After acquiring the Air Deccan they suddenly shifted focus on low-cost air traveling,
frequent changes in the hospitality and aircraft ambience made travelers lose their
interest in the brand, they didn’t focus on highly profitable routes in domestic area.
Economic downfall :
Another external factor for the Kingfisher downfall is economic slowdown in 2008,
Kingfisher first started it’s international route from Bangalore to London in 2008, same
year recession affected the whole world, which is indirectly affected the air travel
occupancy in international routes, because of the recession, airplane fuel prices
raised, airport charges for landing are very costly in international airports around the
world, all these external factors caused the Kingfisher airlines to downfall.
Operational costs of the airline industry are very high compared to any industry,
companies have to buy the licenses for the routes, companies should invest in the
aircraft maintenance, salaries for the employees are very high.

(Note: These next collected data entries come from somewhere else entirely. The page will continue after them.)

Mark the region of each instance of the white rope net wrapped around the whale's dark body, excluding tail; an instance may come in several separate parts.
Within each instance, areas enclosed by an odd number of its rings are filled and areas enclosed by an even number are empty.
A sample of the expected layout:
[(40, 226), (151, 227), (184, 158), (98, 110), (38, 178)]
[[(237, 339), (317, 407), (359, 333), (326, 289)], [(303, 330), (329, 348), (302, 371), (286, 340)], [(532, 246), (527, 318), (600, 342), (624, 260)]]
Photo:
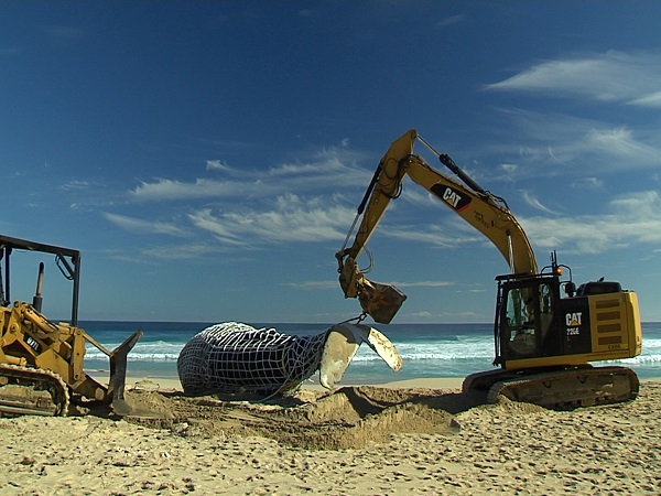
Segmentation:
[(182, 349), (182, 387), (187, 395), (293, 392), (317, 370), (327, 333), (289, 336), (236, 322), (213, 325)]

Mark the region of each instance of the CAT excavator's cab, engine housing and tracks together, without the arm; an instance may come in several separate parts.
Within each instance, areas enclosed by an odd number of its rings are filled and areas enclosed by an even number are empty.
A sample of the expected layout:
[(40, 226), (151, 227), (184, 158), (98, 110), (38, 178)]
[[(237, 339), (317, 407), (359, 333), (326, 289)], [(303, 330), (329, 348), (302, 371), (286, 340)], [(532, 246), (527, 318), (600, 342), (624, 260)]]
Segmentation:
[[(496, 278), (494, 326), (499, 370), (464, 381), (468, 391), (488, 391), (549, 408), (608, 405), (638, 395), (636, 373), (592, 362), (631, 358), (641, 353), (638, 300), (617, 282), (582, 284), (551, 273)], [(562, 295), (562, 289), (565, 295)]]

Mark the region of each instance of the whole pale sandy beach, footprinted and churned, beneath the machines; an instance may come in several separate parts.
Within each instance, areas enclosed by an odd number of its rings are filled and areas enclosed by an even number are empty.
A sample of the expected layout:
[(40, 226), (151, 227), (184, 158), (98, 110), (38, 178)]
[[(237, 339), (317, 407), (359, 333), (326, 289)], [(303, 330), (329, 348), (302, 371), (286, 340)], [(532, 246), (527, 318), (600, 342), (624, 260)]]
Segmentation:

Airports charges fees for landing and parking, aircraft fuel frequently changes as per
the international crude oil rates, the government collects huge taxes from the airline
companies, there is a lot of competition between airline companies, all these high
operational costs without good profit margin caused the Kingfisher to downfall.
Competition:
Kingfisher airlines acquired the Air Deccan for the sake of expansion, as per the
international airline policy, any airlines should have minimum five years of domestic
experience in their respective area to get the international routes license, for the sake
of international route license Kingfisher acquired the Air Deccan, they never tried to
syndicate these two companies to improve their profits with its merger.
Without stabilizing in the domestic market to know the ground realities of the airlines
industry, Kingfisher stepped into the international routes where the competition is
very high compared to the domestic airways, when they planned about the
international routes they hardly have three years of experience, acquisition and
expansion these two factors started throwing kingfisher into downfall.